You see, ballet is a chapter of my life that is closed. And, while I cherish the 15 years of memories, it’s painful to think that I can’t have it back.
Or so I thought.
When I was 4 years old, I fell in love with ballet. It soon became a 20-hour-a-week obsession. My closest friends are still the girls I grew up dancing with.
Then, when I was 14, I fell in love with something else: Inner city volunteering.
I spent summers in high school going to the fourth ward of Houston and reading in Spanish to the children there.
By the time I graduated high school, I had this dream of teaching ballet to inner city little girls. The lessons I learned from the disciple of dance are priceless. I credit many of my successes in life to understanding poise and body language. We learned to walk with grace and balance. We learned to respect the art and ourselves. Blending my two passions seemed so logical. Dance was expensive. My family struggled to make ends meet sometimes so I could dance. To them, I could offer my talents for free. I had it all worked out. It's funny how you have so much figured out at 17.
I suppose everyone has a dream like that, something you want to do to change the world. Then other things happen. College happened. Ballet won’t pay the bills. I had to go into a field that would provide a job at the end of four years. (Ironically I went into journalism.)
And I do love writing.
There’s just always been that little voice in the back of my head telling me, “you haven’t done it yet.” That dream I was so certain of at 14 became a great idea for someone else to do.

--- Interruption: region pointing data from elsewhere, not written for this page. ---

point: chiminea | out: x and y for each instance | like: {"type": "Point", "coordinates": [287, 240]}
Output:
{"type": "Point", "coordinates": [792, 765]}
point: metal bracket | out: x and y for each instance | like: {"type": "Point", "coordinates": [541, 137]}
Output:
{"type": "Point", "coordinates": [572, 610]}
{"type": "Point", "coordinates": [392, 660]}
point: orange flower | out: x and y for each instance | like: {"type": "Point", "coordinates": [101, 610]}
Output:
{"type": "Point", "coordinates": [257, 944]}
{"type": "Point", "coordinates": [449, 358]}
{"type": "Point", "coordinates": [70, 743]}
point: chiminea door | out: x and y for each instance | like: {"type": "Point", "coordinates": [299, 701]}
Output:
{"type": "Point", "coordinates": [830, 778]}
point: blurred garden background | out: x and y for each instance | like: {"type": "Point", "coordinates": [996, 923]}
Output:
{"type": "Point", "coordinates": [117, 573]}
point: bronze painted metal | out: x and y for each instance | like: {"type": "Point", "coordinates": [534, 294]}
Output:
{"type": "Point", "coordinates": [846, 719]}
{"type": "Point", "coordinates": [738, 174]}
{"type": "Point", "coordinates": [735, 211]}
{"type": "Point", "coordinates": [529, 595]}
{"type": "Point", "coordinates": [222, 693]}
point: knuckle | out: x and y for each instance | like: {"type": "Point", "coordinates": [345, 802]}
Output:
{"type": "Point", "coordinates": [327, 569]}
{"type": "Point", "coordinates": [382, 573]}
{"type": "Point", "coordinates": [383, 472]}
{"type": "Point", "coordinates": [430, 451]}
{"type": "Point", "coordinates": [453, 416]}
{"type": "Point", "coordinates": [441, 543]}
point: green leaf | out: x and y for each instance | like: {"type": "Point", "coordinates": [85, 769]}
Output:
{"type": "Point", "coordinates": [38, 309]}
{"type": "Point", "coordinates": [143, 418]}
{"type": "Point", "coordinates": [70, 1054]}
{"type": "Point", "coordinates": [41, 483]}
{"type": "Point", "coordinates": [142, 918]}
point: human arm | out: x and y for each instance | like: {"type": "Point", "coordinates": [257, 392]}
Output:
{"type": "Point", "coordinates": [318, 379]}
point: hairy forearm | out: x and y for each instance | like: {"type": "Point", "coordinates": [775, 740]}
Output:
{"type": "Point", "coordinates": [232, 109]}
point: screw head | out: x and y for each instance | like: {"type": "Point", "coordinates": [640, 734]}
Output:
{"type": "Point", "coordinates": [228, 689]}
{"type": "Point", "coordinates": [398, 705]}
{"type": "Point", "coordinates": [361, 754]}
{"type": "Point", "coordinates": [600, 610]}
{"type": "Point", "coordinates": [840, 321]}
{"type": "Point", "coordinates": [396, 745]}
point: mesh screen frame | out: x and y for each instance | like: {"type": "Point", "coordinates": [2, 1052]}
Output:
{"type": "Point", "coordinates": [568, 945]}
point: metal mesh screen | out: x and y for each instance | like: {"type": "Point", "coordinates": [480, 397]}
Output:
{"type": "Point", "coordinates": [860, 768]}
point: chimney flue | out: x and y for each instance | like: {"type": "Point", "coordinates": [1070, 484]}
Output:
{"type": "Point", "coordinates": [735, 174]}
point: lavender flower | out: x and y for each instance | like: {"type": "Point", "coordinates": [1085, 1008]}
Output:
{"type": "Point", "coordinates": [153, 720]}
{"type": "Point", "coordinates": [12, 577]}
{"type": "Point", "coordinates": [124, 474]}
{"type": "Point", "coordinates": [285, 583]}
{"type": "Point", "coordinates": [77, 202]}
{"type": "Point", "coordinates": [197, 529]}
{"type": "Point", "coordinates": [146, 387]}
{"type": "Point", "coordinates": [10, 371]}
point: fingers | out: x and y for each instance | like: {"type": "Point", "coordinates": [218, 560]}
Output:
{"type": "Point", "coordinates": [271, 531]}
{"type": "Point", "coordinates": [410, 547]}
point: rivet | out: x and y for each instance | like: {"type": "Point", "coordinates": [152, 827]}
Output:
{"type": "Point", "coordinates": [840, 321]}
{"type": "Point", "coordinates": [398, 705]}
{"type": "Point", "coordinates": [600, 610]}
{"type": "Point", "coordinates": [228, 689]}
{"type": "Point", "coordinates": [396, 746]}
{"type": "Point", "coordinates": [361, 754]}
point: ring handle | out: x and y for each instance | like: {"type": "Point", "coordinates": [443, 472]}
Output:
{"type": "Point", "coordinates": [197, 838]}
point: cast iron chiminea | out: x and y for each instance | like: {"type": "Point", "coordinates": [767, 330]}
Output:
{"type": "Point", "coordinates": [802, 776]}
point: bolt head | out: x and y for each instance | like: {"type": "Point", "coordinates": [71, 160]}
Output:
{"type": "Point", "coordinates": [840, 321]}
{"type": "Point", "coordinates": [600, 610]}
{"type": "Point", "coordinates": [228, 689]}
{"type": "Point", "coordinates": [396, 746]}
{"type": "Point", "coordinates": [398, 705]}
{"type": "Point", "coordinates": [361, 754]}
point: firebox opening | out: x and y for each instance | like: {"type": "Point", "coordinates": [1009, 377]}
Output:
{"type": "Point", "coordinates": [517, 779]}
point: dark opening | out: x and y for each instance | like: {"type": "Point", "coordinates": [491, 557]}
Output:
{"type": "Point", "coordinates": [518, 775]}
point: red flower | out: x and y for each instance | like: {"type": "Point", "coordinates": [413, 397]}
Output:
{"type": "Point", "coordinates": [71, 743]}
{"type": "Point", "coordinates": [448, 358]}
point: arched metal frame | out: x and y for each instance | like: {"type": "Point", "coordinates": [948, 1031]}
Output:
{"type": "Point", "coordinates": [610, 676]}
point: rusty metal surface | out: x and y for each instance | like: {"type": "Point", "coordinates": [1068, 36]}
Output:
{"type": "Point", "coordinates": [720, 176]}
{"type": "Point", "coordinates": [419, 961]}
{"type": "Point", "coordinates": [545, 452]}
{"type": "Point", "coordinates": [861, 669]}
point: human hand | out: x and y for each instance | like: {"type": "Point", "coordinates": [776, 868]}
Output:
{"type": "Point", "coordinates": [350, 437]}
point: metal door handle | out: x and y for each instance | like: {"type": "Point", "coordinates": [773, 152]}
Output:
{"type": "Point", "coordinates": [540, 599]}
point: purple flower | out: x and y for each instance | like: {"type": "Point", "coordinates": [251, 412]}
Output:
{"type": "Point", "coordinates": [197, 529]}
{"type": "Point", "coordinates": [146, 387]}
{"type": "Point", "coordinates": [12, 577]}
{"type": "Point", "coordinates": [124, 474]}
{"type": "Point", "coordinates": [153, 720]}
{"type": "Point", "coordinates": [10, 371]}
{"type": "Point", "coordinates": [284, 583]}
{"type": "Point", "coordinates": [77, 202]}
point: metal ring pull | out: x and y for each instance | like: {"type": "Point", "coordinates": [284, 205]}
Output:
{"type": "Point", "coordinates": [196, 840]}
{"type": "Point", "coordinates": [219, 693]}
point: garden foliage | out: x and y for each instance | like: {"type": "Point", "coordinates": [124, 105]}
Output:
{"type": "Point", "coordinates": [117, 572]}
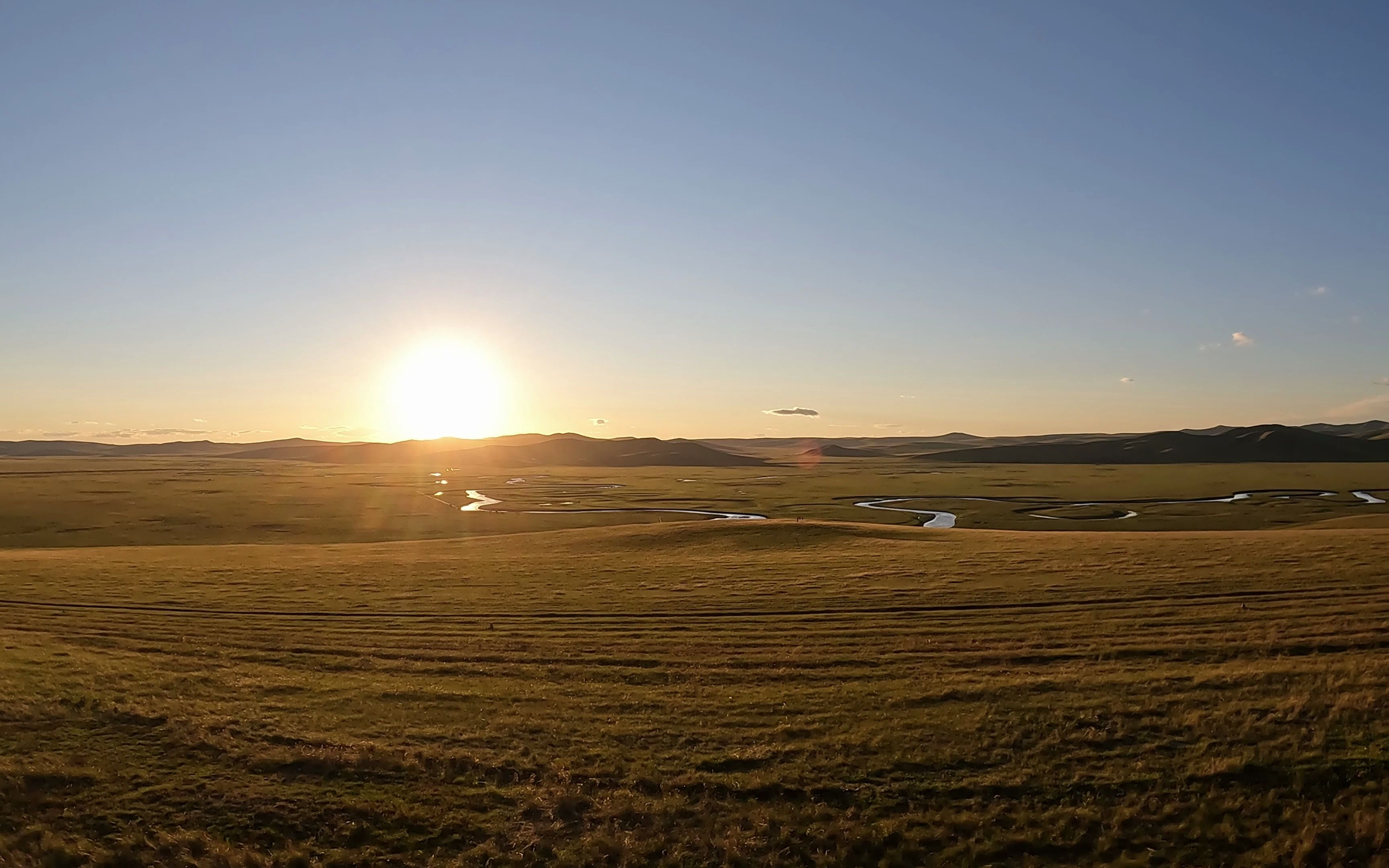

When I was living in Georgia, I got the chance to get back into dance a little. A program was already established for some girls and I got to help. They were beautiful. Goodness I loved those little girls. That ended and I moved to South Carolina. Here, I was faced with two options: Let that dream die or do something about it.
It only takes a second of courage or a split second of insanity to change the course of your future. I decided to act on my childhood dream, and it worked. In two weeks I will start teaching two classes of little ballerinas to inner city Columbia children.
I’m scared and I’m painfully out of shape. I’ve gained weight since my days as a competition dancer. My legs no longer stretch above my head. My vertigo makes piroettes nearly impossible.
I’m not trying to make little Anna Pavlovas, though. I just want to take a few little girls and give them a good role model, a lesson or two in grace and poise and a healthy respect for themselves.
I doubt myself hourly.
Unlike a test in school, there is little you can do to prepare for something like this. I've never been more uncertain of my abilities in my life. Even the GMAT had a prep book.
I have absolutely no idea if I can do it, but my goodness I’ll try.